Consensys claims that it fully expected the US Securities and Exchange Commission (SEC) to follow through on its threat to claim their MetaMask software interface must register as a securities broker.
Consensys further noted via social media that the SEC has been pursuing an “anti-crypto agenda” that has been led by “ad hoc enforcement action.”
Consensys fully expected the SEC to follow through on its threat to claim our MetaMask software interface must register as a securities broker. The SEC has been pursuing an anti-crypto agenda led by ad hoc enforcement action.
This is just the latest example of its regulatory…
— Consensys (@Consensys) June 28, 2024
According to Consensys, this is just the latest “example of its regulatory overreach – a transparent attempt to redefine well-established legal standards and expand the SEC’s jurisdiction via lawsuit.”
Consensys says they are confident in their position that the SEC has “not been granted authority to regulate software interfaces like MetaMask.”
Consensys added that they will continue “to vigorously pursue their case in Texas for ruling on these issues because it matters not only to their company but the future success of Web3.”
As reported recently, Consensys, founded by an Ethereum co-founder, was hit with charges by the SEC alleging the offer and sales of unregistered securities via its Metamask staking service.
Metamask offers staking of Ethereum for users to generate “rewards.”
Consensys is one of multiple digital asset firms that are battling the SEC and the current opaque environment in regard to regulating crypto.
This past April, Consensys filed a lawsuit against the SEC challenging the agencies for arbitrarily expanding its jurisdiction as well as its “reckless approach is bringing chaos to developers, market participants, institutions, and nations who are building or already managing critical systems running on Ethereum.”

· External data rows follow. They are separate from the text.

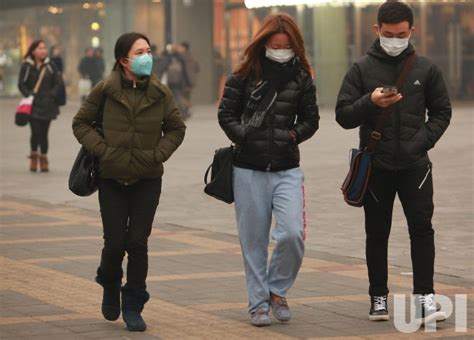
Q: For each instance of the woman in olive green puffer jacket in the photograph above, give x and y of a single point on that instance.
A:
(141, 129)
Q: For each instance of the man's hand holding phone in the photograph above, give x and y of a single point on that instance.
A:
(385, 96)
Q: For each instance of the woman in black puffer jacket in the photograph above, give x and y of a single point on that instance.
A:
(268, 108)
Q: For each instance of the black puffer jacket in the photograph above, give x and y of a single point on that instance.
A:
(270, 147)
(44, 104)
(407, 135)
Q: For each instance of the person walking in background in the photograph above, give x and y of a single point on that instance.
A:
(400, 162)
(37, 67)
(87, 64)
(268, 108)
(142, 127)
(99, 65)
(192, 71)
(87, 70)
(173, 73)
(156, 58)
(56, 58)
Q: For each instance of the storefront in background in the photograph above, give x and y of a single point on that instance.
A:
(74, 26)
(338, 32)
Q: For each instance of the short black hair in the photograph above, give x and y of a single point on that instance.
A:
(394, 12)
(124, 44)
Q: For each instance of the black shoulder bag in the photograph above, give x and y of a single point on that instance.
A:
(356, 183)
(83, 176)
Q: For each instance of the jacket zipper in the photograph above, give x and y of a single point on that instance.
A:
(133, 107)
(425, 178)
(397, 135)
(269, 166)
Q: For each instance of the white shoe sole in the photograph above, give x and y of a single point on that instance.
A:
(379, 317)
(437, 316)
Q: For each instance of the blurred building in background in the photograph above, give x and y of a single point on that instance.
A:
(336, 33)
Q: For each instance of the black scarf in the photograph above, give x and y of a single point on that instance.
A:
(274, 77)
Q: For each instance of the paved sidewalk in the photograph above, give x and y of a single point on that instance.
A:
(50, 241)
(50, 252)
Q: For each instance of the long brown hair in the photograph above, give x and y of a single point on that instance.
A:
(276, 23)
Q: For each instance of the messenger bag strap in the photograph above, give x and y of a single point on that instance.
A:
(376, 134)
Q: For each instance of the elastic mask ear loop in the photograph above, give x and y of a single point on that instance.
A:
(280, 24)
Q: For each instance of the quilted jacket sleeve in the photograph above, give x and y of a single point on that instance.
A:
(307, 121)
(353, 105)
(82, 123)
(438, 105)
(231, 109)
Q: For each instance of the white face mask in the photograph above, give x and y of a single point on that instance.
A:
(393, 46)
(280, 55)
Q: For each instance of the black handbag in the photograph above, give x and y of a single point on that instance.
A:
(220, 186)
(83, 176)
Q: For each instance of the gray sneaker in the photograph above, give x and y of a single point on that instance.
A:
(280, 308)
(425, 309)
(260, 318)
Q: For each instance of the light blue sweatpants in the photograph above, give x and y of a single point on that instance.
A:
(258, 195)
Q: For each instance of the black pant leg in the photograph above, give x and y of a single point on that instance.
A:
(145, 196)
(43, 137)
(378, 207)
(416, 196)
(35, 133)
(114, 209)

The SEC claims that Consensys offered and sold tens of thousands of unregistered securities on behalf of liquid staking program providers Lido and Rocket Pool, who create and issue liquid staking tokens (called stETH and rETH) in exchange for staked assets.

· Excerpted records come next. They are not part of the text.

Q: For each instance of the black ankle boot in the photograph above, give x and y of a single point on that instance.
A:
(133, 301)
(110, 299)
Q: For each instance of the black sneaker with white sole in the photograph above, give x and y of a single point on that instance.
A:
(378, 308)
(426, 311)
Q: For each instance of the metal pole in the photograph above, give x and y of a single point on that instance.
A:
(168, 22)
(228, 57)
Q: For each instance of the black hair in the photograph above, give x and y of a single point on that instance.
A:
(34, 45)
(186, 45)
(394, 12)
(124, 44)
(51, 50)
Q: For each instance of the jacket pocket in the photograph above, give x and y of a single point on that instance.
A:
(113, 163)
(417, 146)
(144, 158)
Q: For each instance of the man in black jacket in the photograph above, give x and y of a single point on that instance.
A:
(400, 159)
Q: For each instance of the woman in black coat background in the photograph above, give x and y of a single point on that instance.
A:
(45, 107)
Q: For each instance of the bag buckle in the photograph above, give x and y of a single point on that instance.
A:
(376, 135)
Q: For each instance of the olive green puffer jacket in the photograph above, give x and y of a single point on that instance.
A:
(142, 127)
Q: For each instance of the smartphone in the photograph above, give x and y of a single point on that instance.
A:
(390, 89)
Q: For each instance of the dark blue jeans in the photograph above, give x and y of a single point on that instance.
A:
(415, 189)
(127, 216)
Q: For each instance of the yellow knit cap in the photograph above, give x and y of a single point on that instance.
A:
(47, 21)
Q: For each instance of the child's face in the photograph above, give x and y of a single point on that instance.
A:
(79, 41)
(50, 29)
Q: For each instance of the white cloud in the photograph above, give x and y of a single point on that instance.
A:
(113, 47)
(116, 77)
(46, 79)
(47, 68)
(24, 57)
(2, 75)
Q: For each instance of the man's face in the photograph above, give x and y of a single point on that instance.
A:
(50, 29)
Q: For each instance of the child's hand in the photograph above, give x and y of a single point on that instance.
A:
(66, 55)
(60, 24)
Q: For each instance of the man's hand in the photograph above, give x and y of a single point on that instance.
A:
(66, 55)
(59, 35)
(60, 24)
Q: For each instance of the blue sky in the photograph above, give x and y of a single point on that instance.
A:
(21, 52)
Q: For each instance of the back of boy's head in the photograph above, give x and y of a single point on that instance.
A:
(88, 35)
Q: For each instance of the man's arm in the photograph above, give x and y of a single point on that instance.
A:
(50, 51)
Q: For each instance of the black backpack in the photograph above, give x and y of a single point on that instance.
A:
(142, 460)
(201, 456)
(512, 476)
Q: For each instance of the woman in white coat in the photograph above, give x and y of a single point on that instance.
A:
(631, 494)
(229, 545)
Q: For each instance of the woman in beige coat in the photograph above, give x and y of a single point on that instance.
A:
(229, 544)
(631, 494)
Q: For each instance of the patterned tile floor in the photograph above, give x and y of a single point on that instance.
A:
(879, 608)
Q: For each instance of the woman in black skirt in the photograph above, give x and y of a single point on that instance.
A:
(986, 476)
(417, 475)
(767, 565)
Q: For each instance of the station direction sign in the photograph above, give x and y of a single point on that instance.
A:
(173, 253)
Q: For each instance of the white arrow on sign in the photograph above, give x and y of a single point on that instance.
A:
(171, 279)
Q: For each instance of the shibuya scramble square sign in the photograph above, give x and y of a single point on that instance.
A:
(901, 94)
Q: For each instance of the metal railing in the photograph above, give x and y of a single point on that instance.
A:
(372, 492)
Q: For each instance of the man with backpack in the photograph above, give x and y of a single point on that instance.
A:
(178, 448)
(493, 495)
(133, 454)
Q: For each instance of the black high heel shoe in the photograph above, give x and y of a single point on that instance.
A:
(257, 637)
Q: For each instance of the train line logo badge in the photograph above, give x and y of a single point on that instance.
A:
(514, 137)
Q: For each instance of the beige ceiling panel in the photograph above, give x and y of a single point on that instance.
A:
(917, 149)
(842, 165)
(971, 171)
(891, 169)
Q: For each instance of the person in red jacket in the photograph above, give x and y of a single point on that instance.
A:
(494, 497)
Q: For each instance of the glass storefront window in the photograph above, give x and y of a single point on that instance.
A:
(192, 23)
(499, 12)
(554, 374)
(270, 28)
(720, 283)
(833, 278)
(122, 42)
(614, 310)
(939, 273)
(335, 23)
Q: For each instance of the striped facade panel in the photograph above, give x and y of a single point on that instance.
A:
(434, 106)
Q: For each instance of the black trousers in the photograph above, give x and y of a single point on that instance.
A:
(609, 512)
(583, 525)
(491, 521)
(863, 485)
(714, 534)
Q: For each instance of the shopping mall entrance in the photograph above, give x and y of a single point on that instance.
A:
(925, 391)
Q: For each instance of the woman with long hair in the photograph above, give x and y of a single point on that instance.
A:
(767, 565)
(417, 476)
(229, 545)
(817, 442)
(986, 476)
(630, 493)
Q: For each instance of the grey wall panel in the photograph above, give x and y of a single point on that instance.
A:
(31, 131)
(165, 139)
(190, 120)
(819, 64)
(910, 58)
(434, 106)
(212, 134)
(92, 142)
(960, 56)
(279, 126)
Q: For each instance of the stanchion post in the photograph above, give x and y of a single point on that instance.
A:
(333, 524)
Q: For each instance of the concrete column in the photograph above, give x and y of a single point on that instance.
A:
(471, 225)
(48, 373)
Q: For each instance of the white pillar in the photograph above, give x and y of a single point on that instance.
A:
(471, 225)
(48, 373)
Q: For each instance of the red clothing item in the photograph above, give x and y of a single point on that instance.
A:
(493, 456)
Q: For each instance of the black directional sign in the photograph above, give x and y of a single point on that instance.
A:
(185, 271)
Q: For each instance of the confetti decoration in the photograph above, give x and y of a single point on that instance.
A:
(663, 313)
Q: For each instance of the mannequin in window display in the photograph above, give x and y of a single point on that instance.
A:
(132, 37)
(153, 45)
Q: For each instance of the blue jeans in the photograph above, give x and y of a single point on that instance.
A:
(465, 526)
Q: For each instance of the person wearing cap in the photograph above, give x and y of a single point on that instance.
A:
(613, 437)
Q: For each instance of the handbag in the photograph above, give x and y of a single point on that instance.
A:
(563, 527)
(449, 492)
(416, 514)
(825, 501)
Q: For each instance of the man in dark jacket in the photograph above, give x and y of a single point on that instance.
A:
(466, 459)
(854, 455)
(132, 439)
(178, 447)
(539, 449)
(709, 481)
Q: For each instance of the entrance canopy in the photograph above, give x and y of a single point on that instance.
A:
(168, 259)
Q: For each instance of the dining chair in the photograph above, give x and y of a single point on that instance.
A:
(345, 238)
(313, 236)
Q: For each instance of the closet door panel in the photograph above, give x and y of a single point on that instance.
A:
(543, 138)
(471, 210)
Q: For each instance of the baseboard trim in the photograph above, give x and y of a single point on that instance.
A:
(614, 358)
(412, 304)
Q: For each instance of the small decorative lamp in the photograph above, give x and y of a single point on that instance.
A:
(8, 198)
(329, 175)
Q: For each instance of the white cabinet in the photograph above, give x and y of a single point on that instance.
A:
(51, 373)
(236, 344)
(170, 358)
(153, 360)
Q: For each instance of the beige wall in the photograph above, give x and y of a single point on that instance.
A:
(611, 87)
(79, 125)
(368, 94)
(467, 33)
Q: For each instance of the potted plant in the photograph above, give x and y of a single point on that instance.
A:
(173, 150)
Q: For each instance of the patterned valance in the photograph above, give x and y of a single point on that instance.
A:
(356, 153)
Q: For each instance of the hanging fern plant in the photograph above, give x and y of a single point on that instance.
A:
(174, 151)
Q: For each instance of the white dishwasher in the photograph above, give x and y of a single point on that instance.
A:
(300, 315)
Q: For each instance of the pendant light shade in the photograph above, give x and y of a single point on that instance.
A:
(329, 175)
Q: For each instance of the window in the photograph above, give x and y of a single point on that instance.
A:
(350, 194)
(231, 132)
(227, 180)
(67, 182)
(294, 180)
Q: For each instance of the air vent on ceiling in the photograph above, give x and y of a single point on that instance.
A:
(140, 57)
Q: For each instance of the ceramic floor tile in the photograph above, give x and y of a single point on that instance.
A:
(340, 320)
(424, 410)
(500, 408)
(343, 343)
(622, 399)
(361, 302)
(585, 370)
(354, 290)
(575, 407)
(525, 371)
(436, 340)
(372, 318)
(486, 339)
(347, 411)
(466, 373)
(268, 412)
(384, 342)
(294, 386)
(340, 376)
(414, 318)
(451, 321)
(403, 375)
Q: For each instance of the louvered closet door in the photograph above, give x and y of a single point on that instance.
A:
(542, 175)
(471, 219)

The SEC adds that while staked tokens are generally locked up and cannot be traded or used while they are staked, liquid staking tokens, as the name implies, can be bought and sold freely.
Based on these developments, it’s clear that the world around us is changing. And one of the most obvious sectors where change has definitely made a considerable impact is the world of finance. The US along with other jurisdictions badly need updated rules and guidelines for firms offering innovative digital financial services. Crypto is already a highly technical and experimental field and the SEC appears to have made things a lot worse for consumers by not acting in a more responsible, mature, and supportive manner.
It’s evident that regulators and crypto / Fintech innovators will have to work a lot more cooperatively so that they can enable consumers and businesses to harness the benefits of technological innovation. Of course, there are many bad actors in just about any industry. But this does not mean that there are no positive developments to look forward to, and support in a meaningful, practical, and sustainable manner.
Crypto, just like any other industry, has its benefits / advantages as well as its drawbacks. By focusing sharply on accelerating transformative growth in the most high potential areas such as Bitcoin and Ethereum development, stablecoin adoption, and offering a supportive environment for digital securities could help pave the way forward for more accessible and improved financial services.